Currently I am trying to deduce Cardano's formula for cubics, however near the very end I am struggling with the signs and can't figure out what is wrong. We will be trying to find a solution for cubics of the form
$$X^3 + pX = q.\tag{1}$$
Similiar to many others I will complete the cube as depicted in the following picture:
So for this particular case I am going to extend the cube $(u-v)^3$ to be almost $u^3$, more specific
$$(u-v)^3 + 3uv(u-v) = u^3 - v^3.\tag{2}$$
Apparently by adding three cuboids of volume $3uv(u-v)$ we have an entire cube but a small cube itself. Let $X=u-v$ then we can find a solution for $X$ in $(1)$ if we find a solution for $(u,v)$ in $(2)$. Comparing $(1)$ and $(2)$ obviously yields
$$p=3uv\tag{3}$$ as well as $$q=u^3-v^3.\tag{4}$$ From $(3)$ we obtain $v=p/(3u)$ and plugging it in to $(4)$ and multiplying with $u^3$ and finally substituting $s=u^3$ yields
$$\begin{align} q &= u^3 - \left(\frac{p}{3u}\right)^3 \\ qu^3 &= u^6 - \left(\frac{p}{3}\right)^3 \\ u^6 - qu^3 - \left(\frac{p}{3}\right)^3 &= 0\\ s^2 - qs - \left(\frac{p}{3}\right)^3 &= 0.\tag{5} \end{align}$$
Equation $(5)$ has the solutions
$$s_{1/2}=\frac{q}{2}\pm\sqrt{\left(\frac{q}{2}\right)^2 + \left(\frac{p}{3}\right)^3}.$$
This can be repeated for $v$ as well.

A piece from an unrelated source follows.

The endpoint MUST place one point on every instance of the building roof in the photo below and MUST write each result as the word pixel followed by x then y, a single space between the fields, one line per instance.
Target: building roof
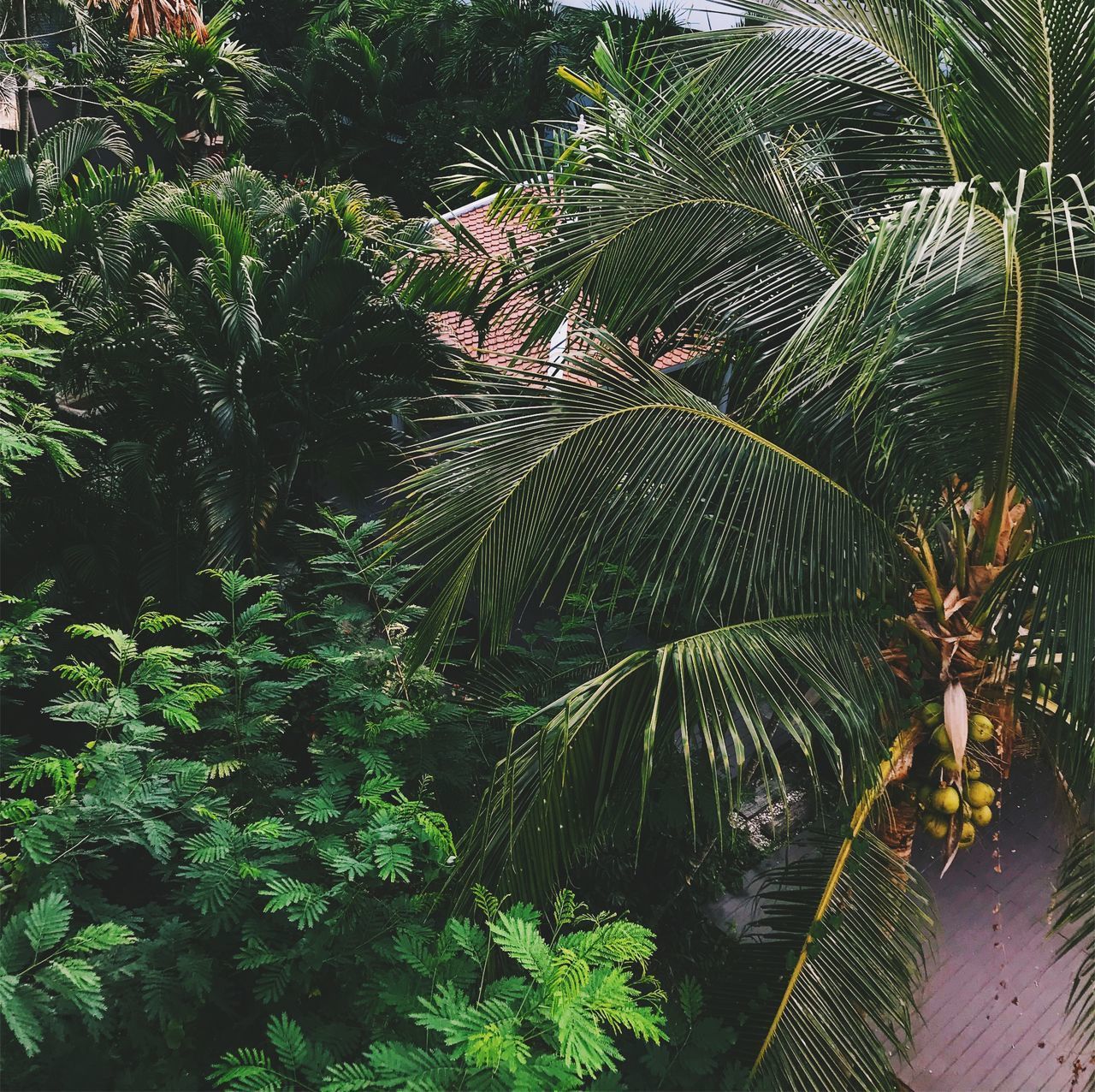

From $(3)$ we obtain $u=p/(3v)$ and plugging it in to $(4)$ and multiplying with $v^3$ and finally substituting $t=v^3$ yields
$$\begin{align} q &= \left(\frac{p}{3v}\right)^3 - v^3 \\ qv^3 &= \left(\frac{p}{3}\right)^3 - v^6 \\ v^6 + qv^3 - \left(\frac{p}{3}\right)^3 &= 0\\ t^2 + qt - \left(\frac{p}{3}\right)^3 &= 0.\tag{6} \end{align}$$
Equation $(6)$ has the solutions
$$t_{1/2}=-\frac{q}{2}\pm\sqrt{\left(\frac{q}{2}\right)^2 + \left(\frac{p}{3}\right)^3}.$$
At this point equation $(4)$ should imply which $s_m$ and $t_n$ have to be taken into consideration, but I can't see it actually. Anyways, since we substituted $X=u-v$ we can now see that
$$X = u-v = \sqrt[3]{\frac{q}{2}\pm\sqrt{\left(\frac{q}{2}\right)^2 + \left(\frac{p}{3}\right)^3}} - \sqrt[3]{-\frac{q}{2}\pm\sqrt{\left(\frac{q}{2}\right)^2 + \left(\frac{p}{3}\right)^3}}$$
for the correct signs.
Unfortunately, this isn't Cardano's formula and not correct. Not even manipulating by factoring $-1=\sqrt[3]{-1}$ helped me. Do you see where I made mistakes with the signs?